Finished off in the hot tub
Merryck Lowe, Forensic Services
Partner at BDO, writes: There was a time when a reasonably
competent professional accountant could feel comfortable if called
upon to give ‘occasional’ evidence to our Courts, without further
training or experience and without feeling that only specialists
acted as Expert Witnesses.
We could debate whether the passing of those more gentlemanly arrangements is a loss, but it is now clear that those days are gone – expert testimony is now a professional activity in its own right and it seems there is no place for the amateur ‘gentleman players’.
This is all because changes in the Court rules, case law and the custom and practice of advocacy, now make the testimony an experience to be feared by those who are unprepared amateurs. The Expert must now, with the risk of a negligence suit, be able to account for his experience and expertise, field cross examination questions from Counsel and, with the recent development of hot-tubbing, also contend with live exchanges with the opposing Expert Witness, spurred on by Counsel or the presiding judges or Tribunal members.
It is the introduction of hot-tubbing (simultaneous Expert testimony and questioning, including questions posed by the opposing Expert) which is the biggest potential ‘game changer’.
Having experienced first-hand a particularly creative hot-tubbing format (including concurrent testimony from Experts having different but connected subject matter expertise, with simultaneous testimony by and questioning of experts on behalf of all disputant parties), it is clear that it will revolutionise the conduct of both day to day cases and the larger complex trials.
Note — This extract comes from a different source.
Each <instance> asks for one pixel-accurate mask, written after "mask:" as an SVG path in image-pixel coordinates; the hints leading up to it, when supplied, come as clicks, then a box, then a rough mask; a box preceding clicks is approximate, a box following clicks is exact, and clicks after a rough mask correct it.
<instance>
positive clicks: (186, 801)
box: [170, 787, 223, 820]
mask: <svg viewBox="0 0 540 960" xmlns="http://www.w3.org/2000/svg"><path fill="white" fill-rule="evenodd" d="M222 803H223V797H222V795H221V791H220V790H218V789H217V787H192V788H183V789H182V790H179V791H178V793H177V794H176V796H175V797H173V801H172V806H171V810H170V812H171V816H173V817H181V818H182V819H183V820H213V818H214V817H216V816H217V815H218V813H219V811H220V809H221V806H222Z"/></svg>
Beyond the novel procedural format which may perhaps come to be called the ‘mixed hot-tub’, other strategic and tactical implications are evident.
Prior to hot-tubbing, an Expert having strong courtroom skills might deflect a difficult question, relying upon the anxiety of Counsel who from many years of experience knows not to dig into areas where the witness can wrong-foot them. Consequently, it used to be difficult for the opposing Expert or their assistants to provide sufficient ammunition to enable Counsel to manoeuvre and respond to a talented Expert.
No longer – during the simultaneous expert testimony of hot-tubbing, points that might otherwise be lost or go unchallenged can be almost immediately addressed – either by a question, comment or response from the opposing Expert himself (at his own initiative) or upon prompting from Counsel for his client, or from the bench.
This process places a greater premium on the intellectually agile expert who, fast on their feet, is familiar with the detail and who, from experience and personal expertise, can address the impact on their report and testimony of changes in assumptions or in the assumed facts.
Meanwhile the Expert who has been remote from the work undertaken by their team, who has not thoroughly thought their way around the issues and has not asked themselves what their opinion would be if assumptions and key facts were challenged, risks looking pedestrian.
Those having insufficient real expertise and experience also face difficulty. On a direct comparison of Testifying Experts, side by side, like for like, question by question, any shortfall in knowledge, expertise or intellectual capacity is far more evident.
The hot-tub also makes difficult the life of those ‘conviction Experts’ who advance matters of inference or opinion as if they were facts, and who fail to note relevant caveats and assumptions, because such evidence is likely to face immediate challenge from the opposing Expert in the hot-tub.
This seems to end the role of the Expert ‘front-man’ who has little involvement during the case work and yet presents the evidence at trial. Whilst this is unlikely to mean the end of Expert Witness work involving the work of a team (for inevitably large projects cannot be delivered cost effectively without leveraging a team), it is likely to require the Expert Witness to commit greater resources to considering the assumed facts and opposing opinion evidence and preparing in detail for trial.
Doubtless Courts and Arbitral Tribunals will consider these shifts a positive change, as it focuses the minds of the Experts and the activity of the Courts and Arbitral Tribunals on the critical issues and ought to shorten trials and improve the quality of the process through which justice is delivered.
However, for those Experts who have a mixed practice and who offer other advice or have other business activities, this further pressure will inevitably cause them to question whether Expert Testimony is worth the stress.
In the long term this will inevitably increase the price of Expert Testimony – the fact that Expert Witnesses bear increasing exposure in terms of personal embarrassment during Testimony, potential attendant professional negligence claims and the burden of trial preparation will drive up standards and drive weaker firms to leave the market.
As a legal services product, Expert Testimony is destined to become better engineered and a higher quality service. It will also become more scarce and ever more important to the higher value and more complex cases, as the fate of such trials will more closely rest on the mettle of the Expert.